Les 8 recommandations

  • Recommandation n° 1. (délégation interministérielle aux grands événements sportifs, direction des sports, direction du budget) : Élaborer une doctrine claire et étayée de l’État et d’outils fiables relatifs aux candidatures des fédérations sportives à l’organisation des grands
    évènements sportifs internationaux
  • Recommandation n° 2. (délégation interministérielle aux grands événements sportifs, direction des sports, direction du budget) : Conditionner les engagements juridiques, financiers et opérationnels de l’État accompagnant les candidatures des fédérations sportives à l’organisation des grands événements sportifs internationaux d’envergure à un examen préalable approfondi des dossiers de candidature et de leur soutenabilité financière et opérationnelle.
  • Recommandation n° 3. (délégation interministérielle aux grands événements sportifs, direction des sports, direction du budget) : Prévoir des procédures de nomination des candidats à la présidence et la direction générale des comités d’organisation des grands événements sportifs internationaux d’envergure, comme des personnes qualifiées au conseil d’administration et aux comités régaliens (comité d’audit et comité des rémunérations), fondées sur l’avis de comités des nominations indépendants.
  • Recommandation n° 4. (délégation interministérielle aux grands événements sportifs, direction des sports, direction du budget) : Élaborer une doctrine de contrôle par l’État des comités d’organisation des grands événements sportifs internationaux d’envergure, adossée à des objectifs préalablement définis ainsi qu’à des procédures de coordination des représentants
    statutaires de l’État (administrateurs, commissaire du gouvernement, contrôle général économique et financier) permettant d’en assurer l’effectivité.
  • Recommandation n° 5. (délégation interministérielle aux grands évènements sportifs) Assurer, dans le cadre de l’organisation de grands événements sportifs internationaux, l’intégration dans une structure juridique unique du comité d’organisation de la gestion des droits commerciaux liés à l’organisation de l’événement.
  • Recommandation n° 6. (délégation interministérielle aux grands événements sportifs, direction des sports, direction du budget) Inscrire dans les statuts des comités d’organisation des grands événements sportifs internationaux le respect des principes de libre accès, d’égalité
    de traitement et de transparence dans l’attribution des contrats et marchés.

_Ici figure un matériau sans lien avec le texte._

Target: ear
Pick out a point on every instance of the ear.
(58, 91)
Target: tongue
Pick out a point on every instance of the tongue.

  • Recommandation n° 7. (délégation interministérielle aux grands évènements sportifs) Évaluer, dès le dossier de candidature, les contributions financières et matérielles des collectivités territoriales qui seront reprises dans les conventions conclues avec le comité d’organisation, ainsi que les contreparties associées, en vue de clarifier la nature et le niveau de leur engagement dans l’organisation de l’évènement.
  • Recommandation n° 8. (délégation interministérielle aux grands évènements sportifs, GIP « France 2023 », GIE « Rugby Hospitalités et Voyages », Fonds de dotation « Rugby au coeur ») S’abstenir de toute décision provisoire en matière de répartition de l’excédent de liquidation dans l’attente du règlement des contentieux impliquant les structures du comité d’organisation et de la notification au GIE de l’issue de son contrôle fiscal.